Andre Offringa requested to merge divergence-detection-in-clean-algorithms into main

This builds upon the work done in !136 (merged), where parallel deconvolution can recover a subimage from divergence. This MR makes the clean algorithms also immediately stop when diverging, instead of keeping iterating until niter is reached. This saves time when diverging, but in the case of parallel deconvolution it also allows recovering from diverging in one major iteration, if the next major iteration no longer diverges (either because the subimage boundaries will be changed, and/or because strong sources from other subimages will be further deconvolved).

This MR also makes the divergence_limit option available in the Python interface.
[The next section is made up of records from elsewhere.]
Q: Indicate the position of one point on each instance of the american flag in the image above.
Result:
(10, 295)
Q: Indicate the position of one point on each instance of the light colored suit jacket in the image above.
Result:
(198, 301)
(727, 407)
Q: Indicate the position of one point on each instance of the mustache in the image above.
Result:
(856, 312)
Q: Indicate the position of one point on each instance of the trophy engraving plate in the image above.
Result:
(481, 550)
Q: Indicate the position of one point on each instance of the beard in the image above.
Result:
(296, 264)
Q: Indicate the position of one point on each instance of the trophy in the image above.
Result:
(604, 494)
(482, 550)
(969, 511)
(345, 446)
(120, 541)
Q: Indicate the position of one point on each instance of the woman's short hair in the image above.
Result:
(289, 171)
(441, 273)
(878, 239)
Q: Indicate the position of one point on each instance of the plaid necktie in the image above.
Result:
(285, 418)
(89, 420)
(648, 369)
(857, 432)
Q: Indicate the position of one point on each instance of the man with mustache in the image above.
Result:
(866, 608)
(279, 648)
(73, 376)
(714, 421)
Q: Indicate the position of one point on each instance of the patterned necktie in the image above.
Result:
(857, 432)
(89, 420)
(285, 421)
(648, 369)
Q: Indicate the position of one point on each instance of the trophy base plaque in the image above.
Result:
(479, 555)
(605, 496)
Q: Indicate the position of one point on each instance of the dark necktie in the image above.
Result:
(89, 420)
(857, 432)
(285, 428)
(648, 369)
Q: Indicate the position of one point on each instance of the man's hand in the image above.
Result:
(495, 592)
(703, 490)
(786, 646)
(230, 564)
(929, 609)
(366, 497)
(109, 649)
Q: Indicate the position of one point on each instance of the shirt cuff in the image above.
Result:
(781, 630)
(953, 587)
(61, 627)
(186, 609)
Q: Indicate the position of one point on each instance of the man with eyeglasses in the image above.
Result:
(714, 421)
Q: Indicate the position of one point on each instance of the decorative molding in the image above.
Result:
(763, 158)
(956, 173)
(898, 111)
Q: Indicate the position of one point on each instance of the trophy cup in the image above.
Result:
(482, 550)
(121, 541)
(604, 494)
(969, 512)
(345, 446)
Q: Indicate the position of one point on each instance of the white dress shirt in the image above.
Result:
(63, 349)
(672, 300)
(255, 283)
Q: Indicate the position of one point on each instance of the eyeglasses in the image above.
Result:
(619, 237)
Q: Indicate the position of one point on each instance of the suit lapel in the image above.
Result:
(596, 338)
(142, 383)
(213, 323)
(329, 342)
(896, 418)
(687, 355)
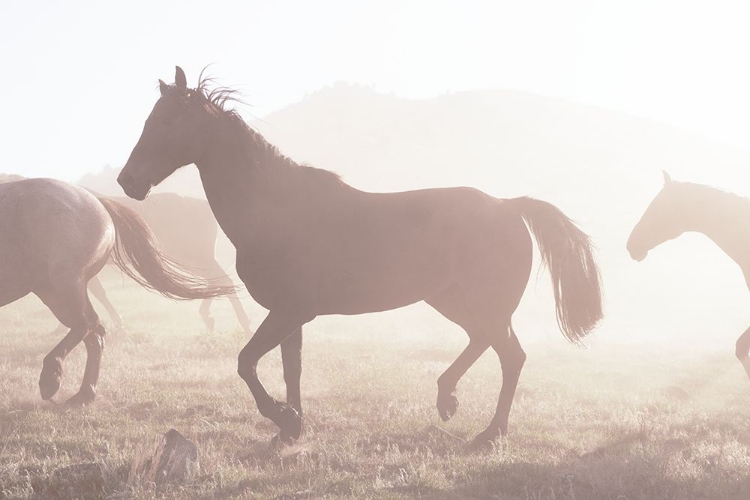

A relatively simple way of triggering it is to deconvolve way too deep, e.g.:

wsclean -scale 1amin -size 512 512 -niter 10000000 -mgain 0.8 -auto-threshold 0.1 observation.ms/

In my case, this outputs:

 == Deconvolving (3) ==
Estimated standard deviation of background noise: 151.84 mJy
Initial peak: 936.93 mJy at 82,85
Next major iteration at: 187.39 mJy
Performed 104521 iterations in total, 75543 in this major iteration with sub-minor optimization.
WARNING: Stopping clean because of divergence!
 ==> Initial flux density of 936.93 mJy increased to -3.76 Jy

The test case of !136 (merged) also covers this work (it just makes things faster).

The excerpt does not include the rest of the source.